Step three: Cease-and-desist letter
If the other party has no intention of cooperating or is being unreasonable in their demands, then the next step is, alas, legal counsel. Sometimes people bet on empty threats, hoping that you are all talk and no action. This is when you bring in an attorney to send a cease-and-desist letter to let them know that you are serious and fully intend to protect your mark. Sometimes letterhead with a fancy name at the top is enough to scare the other party into submission by itself. Frequently, the other party assumes you did not know what you were talking about when you called and kindly asked them to change branding. But the weight of “esq” at the end of a signature tends to inspire a little more confidence. Again, no one wants to get sued.

This is a delicate path to tread, however. Too often I see cease-and-desist letters in standard legalese that come across as brutish and rather antagonistic. The lawyer means well but does not understand the culture surrounding craft beer, so you must choose your representative wisely. We’ve all seen how powerful the court of public opinion can be. The flipside to the cost analysis discussed above is if you run counter to the culture of collaboration and community that the craft beer movement is built on, you will suffer financially.

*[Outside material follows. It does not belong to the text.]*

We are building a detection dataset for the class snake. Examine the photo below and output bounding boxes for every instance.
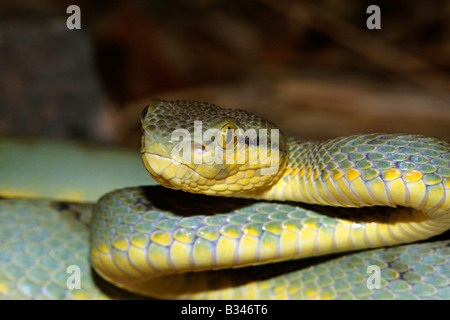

The craft beer enthusiasts that buy your beer, wear your T-shirts to GABF and discuss your every move on RateBeer and BeerAdvocate do not take kindly to jerk moves. If you go down this path, always read over the cease-and-desist letter before it goes in the mail, with an eye to the idea that it may very well end up splashed across the history books of social media. Accordingly, keep the tone respectful and reasonable. Harsh demands and vindictive, over-the-top language can easily leave you branded as the trademark bully whose beer is not worth buying as a matter of conscious. Don’t be that brewer.

Step four: Dropping the proverbial hammer
Know that sometimes a few rounds of communication are needed after the initial cease-and-desist to get things sorted, so by no means is this a one-and-done situation. That being said, some people never learn. And if the other party simply will not cooperate, then the next step is to lay down the law. The attorney you hired for the cease-and-desist will be able to counsel you about when that time has come.

Once there, you can still take a shot at avoiding litigation. Litigation is costly in more ways than one. It consumes time, money, emotional stability and all of the same PR issues discussed above. An oft-underutilized middle ground is mediation.

As Jason Gladfelter of OvalOptions notes: “Even if a settlement is not reached, mediation has two main benefits. The first is the opening of communication lines. Sitting face to face often changes the dynamics of a relationship that phone and e-mail preclude. This can strengthen, maintain and establish personal relationships, which make collaboration easier. The second benefit is a ‘willingness to mediate.’ Sometimes, one party will agree to mediate and the other will not. If this happens, the first party will receive a letter stating that, yes, they tried to set up mediation and the other party was unwilling. This says to a judge [and the public] that one party was willing to talk it out, but the other was not.”

Mediation is also generally cheaper than a day in court. Granted, sometimes litigation is a necessary evil. And should it come to that, the best advice is to consult legal counsel. But whenever possible, remember: the order of events should always aim for collaboration, mediation and then, and only then, litigation.